In der Zeit zwischen 1995 und 2010 wurden die Traditionen beider Perspektiven weiter gepflegt. Gunter Schmidt sorgte für Nachwuchs in der empirischen sozialwissenschaftlichen Sexualforschung, die in der Folge von Silja Matthiesen und Arne Dekker repräsentiert werden. Wolfgang Berner und Hertha Richter-Appelt, beide einerseits psychoanalytisch weitergebildet (und entsprechend therapeutisch tätig) und andererseits in ihren universitären Funktionen aufgerufen, methodisch den Anforderungen aktueller Forschung entsprechende Forschungsprojekte durchzuführen und zu veröffentlichen, trugen ebenfalls diesen Wechsel der Perspektiven in sich. Von beiden durfte ich sowohl in meiner klinischen Weiterbildung als auch in der Entwicklung von Forschungsfeldern und –methoden lernen.
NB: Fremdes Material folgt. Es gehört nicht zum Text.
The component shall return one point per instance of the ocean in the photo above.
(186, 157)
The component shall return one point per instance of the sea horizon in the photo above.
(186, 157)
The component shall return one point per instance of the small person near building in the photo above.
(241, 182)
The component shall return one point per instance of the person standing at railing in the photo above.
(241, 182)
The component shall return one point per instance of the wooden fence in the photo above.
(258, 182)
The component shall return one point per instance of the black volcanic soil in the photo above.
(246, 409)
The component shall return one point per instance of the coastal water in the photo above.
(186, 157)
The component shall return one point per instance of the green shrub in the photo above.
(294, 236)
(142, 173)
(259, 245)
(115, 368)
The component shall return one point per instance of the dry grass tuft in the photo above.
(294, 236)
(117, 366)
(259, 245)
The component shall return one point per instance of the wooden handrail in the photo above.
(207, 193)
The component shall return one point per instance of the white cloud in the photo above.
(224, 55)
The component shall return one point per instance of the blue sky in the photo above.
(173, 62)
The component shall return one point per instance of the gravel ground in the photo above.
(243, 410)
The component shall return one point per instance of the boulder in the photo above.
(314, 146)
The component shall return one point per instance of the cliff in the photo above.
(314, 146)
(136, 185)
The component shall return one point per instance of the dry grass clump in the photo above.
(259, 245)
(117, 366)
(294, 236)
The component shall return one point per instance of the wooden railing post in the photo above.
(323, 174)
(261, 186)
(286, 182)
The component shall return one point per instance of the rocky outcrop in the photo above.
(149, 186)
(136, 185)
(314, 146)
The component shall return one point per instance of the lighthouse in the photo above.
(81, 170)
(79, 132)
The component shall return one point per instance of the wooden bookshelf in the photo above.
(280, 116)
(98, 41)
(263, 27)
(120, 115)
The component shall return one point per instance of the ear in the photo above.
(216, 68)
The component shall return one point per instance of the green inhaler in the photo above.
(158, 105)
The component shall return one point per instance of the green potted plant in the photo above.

Das vorliegende Heft versucht den Bogen über die verschiedenen Perspektiven zu spannen, vom Nachdenken eines Psychoanalytikers über die masturbatorische Position und wie diese sich in Übertragung und Gegenübertragung äußert (Thomas Stark) zu den Studien zur Studentensexualität mit der Methodik der empirischen Sexualforschung (Arne Dekker und Silja Matthiesen). Dazwischen liegen Arbeiten, die Bindungsstile (deren Diagnose auf Selbst- und Fremdbeobachtung angewiesen ist) und Abwehrstrukturen (das Borderlinesyndrom) auf ihr organisches Korrelat im Gehirn untersuchen (Kindl et al.) und die Arbeit von Wolfgang Berner – in der beide Perspektiven auf die Begriffe Lust, Begehren, Trieb, Autoerotismus, Narzissmus und Beziehungsbedürfnis angewendet werden. Sie sollen zeigen, dass die gegenseitige Beeinflussung der beiden Perspektiven zu tieferen Einsichten führt und im Weiteren zu einer Differenzierung der beiden Perspektiven selbst. Mein eigener Beitrag zeigt die Auswirkungen einer Kombination beider Perspektiven auf den diagnostischen Prozess. Sie greift in ihrem Titel Kann Sexualität erkranken? das Thema auf, das die Antrittsvorlesung von Wolfgang Berner bestimmt hat, in der es hieß: Wann ist das Begehren krank? (Berner 1996). Die Ausführungen können einerseits als Versuch einer Weiterentwicklung verstanden werden. Die Benützung des Konzepts der Desintegration ist auf die Introspektion des Betroffenen angewiesen. Andererseits handelt es sich auch um den Rückgriff auf eines der älteren Konzepte der Psychiatrie – in der Gestaltzerfall als eine dynamische Grundkonstellation von Krankheiten beschrieben wurde (Janzarik 1959).

Ich danke den Autorinnen und Autoren, die uns zunächst bei der Veranstaltung und nun mit ihren Arbeiten unterstützt haben. Unseren Leserinnen und Lesern wünsche ich eine bereichernde Lektüre oder Nachlese.